Captive husbandry and veterinary care of northern New Zealand dotterels (Charadrius obscurus aquilonius) during the CV Rena oil-spill responseB. D. Gartrell A G , R. Collen B , J. E. Dowding C , H. Gummer D , S. Hunter A , E. J. King E , L. Laurenson F , C. D. Lilley E , K. J. Morgan A , H. M. McConnell A , K. Simpson F and J. M. Ward A
A Wildbase, Institute of Veterinary, Animal and Biomedical Sciences, Private Bag 11222, Massey University, Palmerston North, 4442, New Zealand.
B 62 Bain Street, Invercargill, New Zealand.
C DM Consultants, PO Box 36-274, Merivale, Christchurch 8146, New Zealand.
D 6 Weku Road, Pukerua Bay, New Zealand.
E Department of Conservation, PO Box 462, New Plymouth, Taranaki, New Zealand.
F Auckland Zoo, 117 Motions Road, Auckland 1002, New Zealand.
G Corresponding author. Email: B.Gartrell@massey.ac.nz
Wildlife Research 40(7) 624-632 http://dx.doi.org/10.1071/WR13120
Submitted: 28 June 2013 Accepted: 23 December 2013 Published: 30 January 2014
Context: Oil spills cause significant detrimental impacts on many shoreline species. There is limited information in the scientific literature about the management and response of shorebirds to oil spills. Northern New Zealand dotterels (Charadrius obscurus aquilonius) were pre-emptively captured as part of the oiled wildlife response to the container vessel Rena oil spill, to ensure the survival of a regional population should there be a catastrophic release of oil. Previous attempts to hold dotterels in captivity have resulted in high mortality.

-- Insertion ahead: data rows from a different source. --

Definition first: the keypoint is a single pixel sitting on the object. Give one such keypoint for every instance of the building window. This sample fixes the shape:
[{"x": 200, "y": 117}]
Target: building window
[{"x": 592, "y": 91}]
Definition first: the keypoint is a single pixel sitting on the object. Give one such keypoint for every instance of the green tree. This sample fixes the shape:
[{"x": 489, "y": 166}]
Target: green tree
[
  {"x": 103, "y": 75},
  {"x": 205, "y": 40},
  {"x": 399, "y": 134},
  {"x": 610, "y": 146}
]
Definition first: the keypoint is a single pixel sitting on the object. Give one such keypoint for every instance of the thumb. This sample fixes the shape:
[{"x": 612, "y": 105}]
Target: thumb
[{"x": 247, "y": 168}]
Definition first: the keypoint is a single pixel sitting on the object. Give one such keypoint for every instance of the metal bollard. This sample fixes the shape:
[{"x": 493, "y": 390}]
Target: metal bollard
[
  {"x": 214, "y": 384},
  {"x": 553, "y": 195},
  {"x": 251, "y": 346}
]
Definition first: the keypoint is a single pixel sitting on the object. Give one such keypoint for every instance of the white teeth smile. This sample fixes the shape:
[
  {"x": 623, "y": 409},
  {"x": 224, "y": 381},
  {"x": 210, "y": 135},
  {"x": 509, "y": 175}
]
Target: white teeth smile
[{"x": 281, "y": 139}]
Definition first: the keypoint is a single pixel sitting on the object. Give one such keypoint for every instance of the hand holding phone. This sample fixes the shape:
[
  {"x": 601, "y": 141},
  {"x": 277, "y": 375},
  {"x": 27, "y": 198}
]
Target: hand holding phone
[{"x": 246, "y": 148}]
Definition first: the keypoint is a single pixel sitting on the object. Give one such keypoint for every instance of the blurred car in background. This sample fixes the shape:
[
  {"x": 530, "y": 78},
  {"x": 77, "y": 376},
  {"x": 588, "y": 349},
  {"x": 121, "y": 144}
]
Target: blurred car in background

Aims: To describe the captive husbandry and veterinary management of wild-caught adult dotterels, to outline the common problems encountered, and make recommendations for future captive management.
Methods: The dotterels were caught by noose mat on beaches at risk of further contamination by oil. Initially, dotterels were kept individually indoors and force-fed until they converted to self-feeding on a diet of an artificial insect analogue, ox heart and mealworms. Once self-feeding, the birds were shifted to individual outdoor aviaries.
Key results: Sixty dotterels were caught. About half of birds had oil contamination of the legs, nine birds had light oil staining of feathers and only three of these birds required washing. The degree of oiling and washing did not affect survival. Dotterels took a median of 5 days (range 1–15 days) to convert to the captive diet. Common problems encountered in captivity included carpal and beak abrasions (61.7%) and pododermatitis (75%); however, these did not affect survival. Seven birds (11.7%) developed respiratory disease and six of these died from aspergillosis. The incidence of aspergillosis increased with length of time in captivity and was largely refractory to treatment. The 54 surviving birds were released at their capture sites after a median time of 49 days in captivity (with a range of 39–61 days).
Conclusions: The captive management of the dotterels achieved a 90% survival rate over a period of about 2 months. Deaths were solely due to respiratory aspergillosis, but intensive captive husbandry was required to convert the birds to a captive diet, to minimise traumatic injuries and to manage pododermatitis.
Implications: Although the captive management of shorebird species as a pre-emptive strategy to minimise the effects of oil spills carries significant costs and risks to the birds, it should be considered in the emergency management of high-priority species.
Additional keywords: pre-emptive capture, shorebird.